Australian video analytics software firm icetana (ASX: ICE) has secured $137,000 in new orders for its motion intelligence platform for use in the United States state prison system.
The orders were placed by an undisclosed end customer through icetana’s US reseller Rasilient Systems Inc.
The contractual arrangement will be direct with Rasilient and represents icetana’s foray into the US correctional services vertical market beyond existing Australia-based prison management clients.
The platform will be implemented remotely by icetana technicians leveraging Rasilient hardware supplied and installed on site by Rasilient.
Each order is inclusive of support and maintenance over a five-year term, after which time the services will be subject to customer renewal.
The deployment represents a small subset of the total camera footprint of US state prisons serviced by the end customer, and potential exists to extend coverage over time to other correctional services clients in the region.
Icetana has developed an artificial intelligence (AI) assisted video surveillance solution to automatically identify anomalous events in real-time.

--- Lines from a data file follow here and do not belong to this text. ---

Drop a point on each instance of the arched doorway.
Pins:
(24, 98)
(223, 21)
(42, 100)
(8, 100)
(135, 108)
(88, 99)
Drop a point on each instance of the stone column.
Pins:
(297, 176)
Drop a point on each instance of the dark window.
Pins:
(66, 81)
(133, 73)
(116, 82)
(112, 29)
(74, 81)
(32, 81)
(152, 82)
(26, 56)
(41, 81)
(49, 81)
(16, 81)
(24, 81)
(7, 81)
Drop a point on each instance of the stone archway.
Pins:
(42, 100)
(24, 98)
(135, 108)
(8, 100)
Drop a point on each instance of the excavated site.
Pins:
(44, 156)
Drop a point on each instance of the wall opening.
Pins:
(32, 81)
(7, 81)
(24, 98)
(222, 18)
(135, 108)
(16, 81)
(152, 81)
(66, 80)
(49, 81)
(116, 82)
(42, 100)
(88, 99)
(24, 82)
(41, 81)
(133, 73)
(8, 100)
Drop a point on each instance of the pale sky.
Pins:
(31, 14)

The company’s scalable solution focuses on important or unusual events occurring in customer facilities and enables users to identify issues such as potential threats to security or health and safety violations, allowing for timely intervention before situations escalate.
icetana managing director Matt Macfarlane said the US prison contracts represent a significant milestone for the company.

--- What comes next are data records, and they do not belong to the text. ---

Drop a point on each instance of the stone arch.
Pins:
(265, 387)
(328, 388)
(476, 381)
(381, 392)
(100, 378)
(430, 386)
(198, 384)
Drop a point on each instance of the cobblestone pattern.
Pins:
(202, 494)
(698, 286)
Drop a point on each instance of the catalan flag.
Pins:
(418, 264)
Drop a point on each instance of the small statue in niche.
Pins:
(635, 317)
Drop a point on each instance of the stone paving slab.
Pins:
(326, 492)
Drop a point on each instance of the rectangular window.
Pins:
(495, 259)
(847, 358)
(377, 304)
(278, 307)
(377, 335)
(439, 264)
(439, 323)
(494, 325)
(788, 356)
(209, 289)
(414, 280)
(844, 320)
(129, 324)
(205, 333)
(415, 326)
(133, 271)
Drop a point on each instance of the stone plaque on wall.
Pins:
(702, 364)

“[We are] very pleased with the progress of this opportunity despite challenging global market conditions,” he said.
“It is a significant move which will demonstrate the full capabilities of our motion intelligence platform to a new geographic market and potentially expand into a larger subset of the customer prisons.”
Mr Macfarlane said the US prisons market is one of the largest in the world, representing a dynamic and challenging environment with continuous movement of guards and prisoners in regular and predictable patterns.
“Any deviation from these routines can signify issues requiring immediate attention,” he said.
“Using AI and machine learning techniques, [our] solution learns and filters out routine motion to show only anomalous or unusual behaviour, allowing operators to focus on events that matter and respond in real-time to precursor activities and incidents.
“Prison facilities also have specialised requirements to protect against health and safety incidents, process breaches and theft, and in this regard, video surveillance with analytics can play an important role as part of the suite of security tools used,” Mr Macfarlane added.